Стряхивая пепел в свою ладонь — для чего, неизвестно, — он строго ответил:
— Жену.
Не принял человек шутки. Или не понял.
Совсем приуныли свахи. Хорошо, что скоро пришел трамвайчик. Прощаясь, жених предупредил:
— Вы там провертывайте это дело пошустрее. Мне ждать нельзя. Сколько по теперешнему времени женщин в одиночестве маются… Они меня донимают.
Сидя на жестком диванчике в кормовом салоне подрагивающего на ходу трамвайчика, свахи условились о своем мероприятии никому ни слова не говорить, особенно самой Анюте, которая если узнает, то страшно даже подумать, что понаделает.
А на другой день, когда уже после обеденного перерыва Анюта зашла в бухгалтерию по делу, Евдокимова побледнела. Анюта, ни на кого не глядя, негромко и даже вроде как бы веселясь, проговорила:
— Если еще кому-нибудь придет охота меня сватать, так невесту спросить не забудьте…
И вышла. Бухгалтерия навострила уши. Калькулятор Верочка, сердечная подруга Евдокимовой, вспыхнула до горячих слез. Евдокимова обиженно затрясла шиньоном:
— Даже так!.. Вот и делай людям добро…
— Насидится вековушей, вспомнит, еще как вспомнит-то… — затараторила Верочка с такой горячностью, будто это ее приговорили век вековать в одиночестве…
5
Единогласно приговоренная к одиночеству, Анюта как раз одиночества-то и не знала, особенно с той поры, когда ее избрали в заводской профком. Было совершенно непонятно, как это она, такая неприветливая, насмешливая и нелюдимая на вид, привлекает к себе людей. Да и она сама не очень-то понимала, отчего это именно к ней идут со всеми своими бедами. Никого она не привлекала, не обнадеживала, утешать не умела, а чаще всего доказывала, что человек сам виноват в своей беде.

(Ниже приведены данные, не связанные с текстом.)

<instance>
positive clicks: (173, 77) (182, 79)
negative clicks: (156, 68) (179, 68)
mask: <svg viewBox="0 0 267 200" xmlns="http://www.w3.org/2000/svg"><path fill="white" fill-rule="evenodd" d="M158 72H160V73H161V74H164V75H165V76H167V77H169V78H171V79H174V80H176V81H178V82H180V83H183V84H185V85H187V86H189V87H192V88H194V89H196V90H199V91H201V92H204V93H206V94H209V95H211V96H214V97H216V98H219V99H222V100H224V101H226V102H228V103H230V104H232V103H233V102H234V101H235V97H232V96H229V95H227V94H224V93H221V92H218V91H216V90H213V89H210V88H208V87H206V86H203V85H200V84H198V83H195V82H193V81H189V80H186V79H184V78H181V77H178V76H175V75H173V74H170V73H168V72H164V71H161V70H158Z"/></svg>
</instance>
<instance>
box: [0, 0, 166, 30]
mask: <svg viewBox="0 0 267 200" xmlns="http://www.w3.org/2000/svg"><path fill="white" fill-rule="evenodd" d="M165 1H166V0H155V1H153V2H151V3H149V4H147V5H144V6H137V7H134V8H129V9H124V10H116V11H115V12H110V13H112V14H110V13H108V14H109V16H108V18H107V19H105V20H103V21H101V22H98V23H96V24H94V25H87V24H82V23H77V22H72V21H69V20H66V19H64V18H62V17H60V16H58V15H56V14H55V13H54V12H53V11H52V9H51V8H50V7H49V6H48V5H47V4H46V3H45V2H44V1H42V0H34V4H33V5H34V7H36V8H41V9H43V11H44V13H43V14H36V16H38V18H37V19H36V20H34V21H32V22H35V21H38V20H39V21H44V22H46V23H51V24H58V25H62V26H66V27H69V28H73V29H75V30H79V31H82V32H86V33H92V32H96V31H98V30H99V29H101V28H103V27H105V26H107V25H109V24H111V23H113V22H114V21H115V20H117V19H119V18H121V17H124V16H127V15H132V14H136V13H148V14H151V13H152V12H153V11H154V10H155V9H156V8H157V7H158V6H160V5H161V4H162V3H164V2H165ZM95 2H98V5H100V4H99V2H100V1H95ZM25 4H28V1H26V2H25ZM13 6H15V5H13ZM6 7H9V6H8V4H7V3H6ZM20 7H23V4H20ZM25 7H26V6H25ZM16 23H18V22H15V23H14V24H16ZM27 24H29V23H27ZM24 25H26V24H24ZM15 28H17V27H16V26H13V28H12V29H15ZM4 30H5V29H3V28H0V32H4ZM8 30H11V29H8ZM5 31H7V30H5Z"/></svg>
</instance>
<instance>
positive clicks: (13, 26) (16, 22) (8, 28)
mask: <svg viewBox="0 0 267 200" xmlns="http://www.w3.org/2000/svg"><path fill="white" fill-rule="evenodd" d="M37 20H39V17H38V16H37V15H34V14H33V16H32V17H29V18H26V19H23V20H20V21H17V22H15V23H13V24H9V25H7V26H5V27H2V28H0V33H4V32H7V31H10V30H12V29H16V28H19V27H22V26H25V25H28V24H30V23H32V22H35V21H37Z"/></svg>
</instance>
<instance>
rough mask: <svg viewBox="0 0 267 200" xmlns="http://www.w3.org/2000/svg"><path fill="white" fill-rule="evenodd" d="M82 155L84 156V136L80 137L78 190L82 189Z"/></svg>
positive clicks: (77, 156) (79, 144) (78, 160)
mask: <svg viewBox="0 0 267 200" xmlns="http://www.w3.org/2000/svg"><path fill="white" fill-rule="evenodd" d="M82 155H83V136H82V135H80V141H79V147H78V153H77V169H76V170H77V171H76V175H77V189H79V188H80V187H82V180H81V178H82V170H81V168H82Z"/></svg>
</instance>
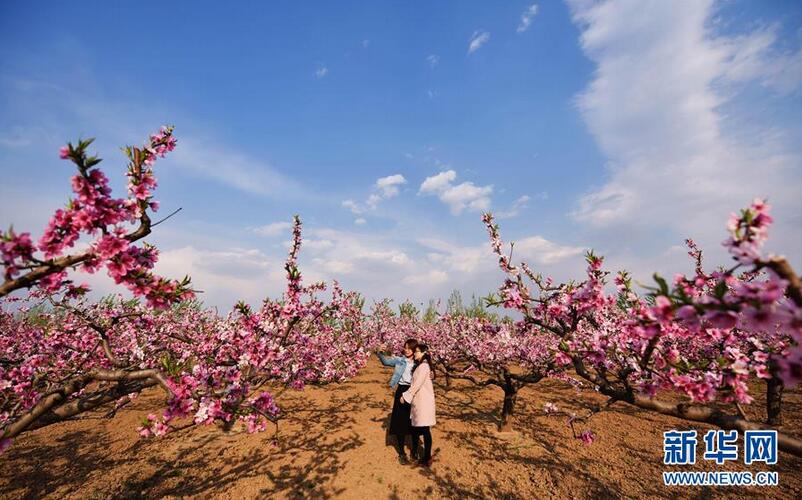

Сначала не понимала и не сразу догадалась, что именно в этом и заключается ее привлекательность — в прямоте. И еще в том, что никогда она не обещала невыполнимого. Но что обещала — сделает. Через все заслоны пройдет, а своего добьется.
И еще она поняла, что человек хотя и любит, когда его утешают, обнадеживают, но не очень-то верит утешениям. Грубой, угловатой правде верит человек, хотя почти всегда обижается на того, кто эту правду выскажет. Ну и пусть: обида пройдет, а правда останется.